Xeno Studies

534 68 30
                                    



The Xeno Studies faculty had been designed to be venerable and made no secret of the fact. The entrance hall – it had an entrance hall! – felt more like a museum than anything else. A long high-ceilinged corridor that stretched off into the shadows, with the aquarium airiness that comes from all that empty overhead space. It was illuminated by diffuse sunbeams filtered in through a series of skylights that served to emphasize the shadows in between. To complete the impression, the walls were lined with exhibits in glass cases, real or reconstructed artefacts of long-dead alien races, objects extracted from archeological digs or extrapolated from the ruins of abandoned cities, what little was left of them after such a passage of time. A teasing set of clues to the pervading questions: Who were they? How had they lived? Where did they go?

David Sonet's office was more conventionally proportioned.
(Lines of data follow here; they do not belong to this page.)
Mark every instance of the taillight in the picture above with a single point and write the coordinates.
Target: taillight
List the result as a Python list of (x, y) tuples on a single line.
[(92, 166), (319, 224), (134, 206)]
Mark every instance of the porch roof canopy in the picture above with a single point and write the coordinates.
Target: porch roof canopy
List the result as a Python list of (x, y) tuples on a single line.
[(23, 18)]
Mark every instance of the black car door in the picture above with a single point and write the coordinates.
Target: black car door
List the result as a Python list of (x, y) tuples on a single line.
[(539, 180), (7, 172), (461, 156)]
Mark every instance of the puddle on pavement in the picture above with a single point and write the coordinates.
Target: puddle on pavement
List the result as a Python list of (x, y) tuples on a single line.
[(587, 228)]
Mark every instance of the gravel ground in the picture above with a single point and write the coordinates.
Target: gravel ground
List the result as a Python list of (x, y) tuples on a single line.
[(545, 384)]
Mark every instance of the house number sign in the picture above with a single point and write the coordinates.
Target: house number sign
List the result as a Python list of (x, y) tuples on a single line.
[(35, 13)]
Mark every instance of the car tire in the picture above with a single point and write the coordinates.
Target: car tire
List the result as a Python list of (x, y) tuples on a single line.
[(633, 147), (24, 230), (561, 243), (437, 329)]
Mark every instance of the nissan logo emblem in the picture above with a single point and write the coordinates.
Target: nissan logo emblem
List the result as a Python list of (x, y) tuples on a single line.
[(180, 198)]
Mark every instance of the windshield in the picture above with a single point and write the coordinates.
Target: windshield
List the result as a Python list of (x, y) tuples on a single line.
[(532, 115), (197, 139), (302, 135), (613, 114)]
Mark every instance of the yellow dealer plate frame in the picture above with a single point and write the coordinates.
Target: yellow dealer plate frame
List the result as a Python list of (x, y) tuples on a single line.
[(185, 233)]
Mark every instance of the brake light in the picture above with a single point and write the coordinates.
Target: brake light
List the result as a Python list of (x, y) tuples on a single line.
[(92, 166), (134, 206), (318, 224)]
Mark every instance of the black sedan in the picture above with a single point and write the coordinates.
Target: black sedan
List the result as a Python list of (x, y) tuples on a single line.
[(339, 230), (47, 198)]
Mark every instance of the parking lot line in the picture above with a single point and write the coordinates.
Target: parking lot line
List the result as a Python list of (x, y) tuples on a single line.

"Mr. Morrison, it's such an honor to meet you." He had stood up from behind his desk and come around to greet his visitor. A young man, slim with a soft chubby face framed by short curly hair. "Whatever your reasons for this visit, I hope I can be of some help." The tone of his speech was affable, accompaniment to an effusive shaking of hands. "But first you must indulge me. There are some things here you really must see." He bustled Ernest back out into the broad corridor.

"You had a chance to view some of our treasures on your way in?" Again the words were used to rhetorical effect, spoken in a way that did not suggest any expectation of an answer. Ernest took advantage of this, did no more than smile politely and nod his head. His host meanwhile looked about, chose an exhibit as if by random and guided Ernest to it.

"What do you think?"

What Ernest saw was a tangle of fibers resembling a fishing net tossed on the ground, or perhaps something sicked up by a rather large cat. "Um?" He racked his mind for an appropriate reaction. A small plaque next to the exhibit identified the planet where this particular relic had been found. Just a serial number. It meant nothing to Ernest; he wasn't that sort of navigator.

"What is it? We don't know. What is its purpose? We have no idea. In some ways it resembles a tangle of chromosomes. Each thread, when you examine it at a microscopic level, encodes a string of data. Which we can read easily enough, but sadly not decode. No context, you see? Is it functional? Is it informational? Decorational? Symbolic? Can't tell you. We do know it is more than a twenty thousand years old. And that it is a product of intelligent design."

"Really?" The slowness of Ernest's reply contrasted with a tendency to rapid speech in his host.

"Xenology is a frustrating field, to be sure. But over here is what I really wanted to show you." He took Ernest by the elbow, guided him across to the opposite side of the corridor. The new exhibit was a cube of a lace-like metallic substance with a large hole in each face surrounded in turn by further holes of progressively smaller size.

"It's a Menger sponge. Imagine a cube as being composed of smaller cubes, three high and three wide. You remove the central cube from each face of the large cube. That is the simplest a Menger sponge can be. But then you repeat the process for each of the smaller cubes – split those into three-by-three yet smaller cubes and remove the center ones – and so on and so on until you get down to atomic scale and can go no further. If you could continue indefinitely, your idealized sponge would have infinite surface area and zero volume. This particular example is a level ten, which is about as far as matter will allow you to go, maximum ratio of surface area to volume achievable in practice. It represents an astonishing level of control over fabrication, but what is truly remarkable is that this too has survived intact through those thousands of years. We suspect some form of stasis technology, but if so, where is it?"